Jahrgangsbeste aus Korschenbroich Lob und 1000 Euro für drei Schüler von der Bürgerstiftung

Liedberg · Die Bürgerstiftung „Für Korschenbroich“ hat drei Schüler der weiterführenden Schulen ausgezeichnet. Außerdem wurden verschiedene Projekte vorgestellt.

Die Bürgerstiftung zeichnete die Jahrgangsbesten aus: Fritz Otten, Manuel Post, Moritz Adam, Caroline Sun, Jonas Phlippen, Heiko Heldermann und Thomas Goldmann (v.l.n.r.).

Die Bürgerstiftung zeichnete die Jahrgangsbesten aus: Fritz Otten, Manuel Post, Moritz Adam, Caroline Sun, Jonas Phlippen, Heiko Heldermann und Thomas Goldmann (v.l.n.r.).

Foto: Rudolf Graaf

Die Jahrgangsbesten der Abschlussklassen der drei weiterführenden Schulen wurden auf der Stifterversammlung der Bürgerstiftung „Für Korschenbroich“ im Liedberger Landgasthaus geehrt. Das jeweils beste Abschlusszeugnis brachte ihnen neben Lob auch eine Prämie von jeweils 1000 Euro ein.

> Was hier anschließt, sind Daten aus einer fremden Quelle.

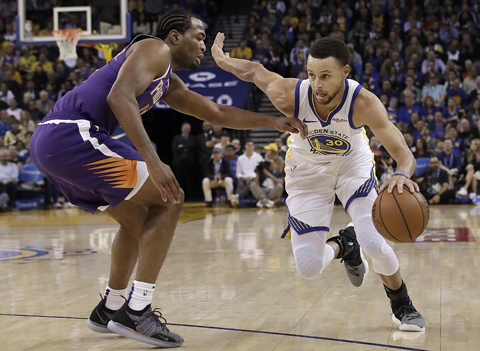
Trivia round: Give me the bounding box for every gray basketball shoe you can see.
[327,222,368,288]
[108,302,183,348]
[392,298,425,332]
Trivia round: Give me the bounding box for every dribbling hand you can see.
[211,33,230,65]
[378,175,420,194]
[275,117,308,139]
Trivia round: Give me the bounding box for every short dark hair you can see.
[155,9,203,40]
[309,37,350,67]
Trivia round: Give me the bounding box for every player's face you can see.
[179,17,206,71]
[307,56,350,105]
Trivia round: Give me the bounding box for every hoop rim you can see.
[52,28,83,42]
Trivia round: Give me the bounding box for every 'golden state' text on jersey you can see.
[288,79,372,163]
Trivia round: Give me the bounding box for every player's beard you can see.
[317,84,342,105]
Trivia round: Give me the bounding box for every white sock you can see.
[128,280,155,311]
[103,285,127,311]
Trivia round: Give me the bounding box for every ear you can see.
[168,29,183,45]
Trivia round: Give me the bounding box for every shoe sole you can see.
[87,318,112,334]
[392,314,425,332]
[107,321,183,348]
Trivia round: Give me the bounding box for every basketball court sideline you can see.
[0,204,480,351]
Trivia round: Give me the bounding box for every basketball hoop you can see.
[52,29,82,61]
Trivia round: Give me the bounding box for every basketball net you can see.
[52,29,82,61]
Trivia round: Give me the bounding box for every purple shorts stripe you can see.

Caroline Sun hat das Korschenbroicher Gymnasium mit der Traumnote 1,0 verlassen. „Ich möchte gerne Pharmazie studieren und anschließend in der Pharmaforschung arbeiten“, erklärte die junge Frau mit dem Einserabitur. Die Preisgelder waren von Projektpartnern zur Verfügung gestellt worden, der Tausender für Caroline Sun kam von der Familie Eugen Viehof. Jonas Phlippen ist 16 Jahre alt und hat die Kleinenbroicher Hauptschule mit dem jahrgangsbesten Abschlusszeugnis verlassen. Er strebt eine Ausbildung zum Installateur an. Durch die Projektwerkstatt an seiner Schule war er auf die Idee gekommen, ein Handwerk zu erlernen. Die 1000 Euro werden in den Führerschein investiert, sie kommen von der Firma Sassenrath. Moritz Adam wohnt in Büttgen. Er schloss die Realschule in Kleinenbroich mit dem besten Zeugnis ab. Moritz, der nicht nur ein sehr guter Schüler war, ist auch ein herausragender Sportler. Er besucht jetzt die Gesamtschule in Büttgen mit dem Ziel, das Abitur zu schaffen. Seine Prämie kam von Autoteile Post.

Zwölf Stifter waren zur anschließenden Versammlung gekommen, der Stiftungsratsvorsitzende Fritz Otten hätte sich noch einige mehr gewünscht. Thomas Goldmann blickte zurück: „Am 9. Mai konnte das Projekt „Gießkanne“ auf dem Glehner Friedhof abgeschlossen werden. „Wer diesmal den Matthias-Hoeren-Bürgerpreis verliehen bekommt, verrate ich heute nicht – dieses Geheimnis wird erst in ein paar Tagen gelüftet“, kündigte Goldmann an.

Der Bürgerbus sei wieder finanziell unterstützt worden und zu den erfolgreichen Projekten gehört „Lesen lernen – leben lernen“ in Kooperation mit den Rotariern. Mit Blick in die Zukunft kündigte Thomas Goldmann das Projekt Bürgerbaum an: „Ziel ist es, in allen, auch in den kleinen Ortsteilen, jeweils einen Baum zu pflanzen.“ Nach den Gießkannen sollen künftig alle Friedhöfe im Stadtgebiet mit Handkarren ausgestattet werden. Drei Projektpartner stehen derzeit zur Verfügung.

Ebenfalls erfreulich: In den vergangenen zwölf Monaten sind elf Stifter hinzugekommen. Die Bürgerstiftung profitiert auch von den langsam steigenden Zinsen, denn es dürfen nur die Erträge aus den Mitteln, die die Stifter zur Verfügung gestellt haben, für Projekte verwendet werden. Simone Einhaus von der Sparkasse Neuss kümmert sich um die Finanzen.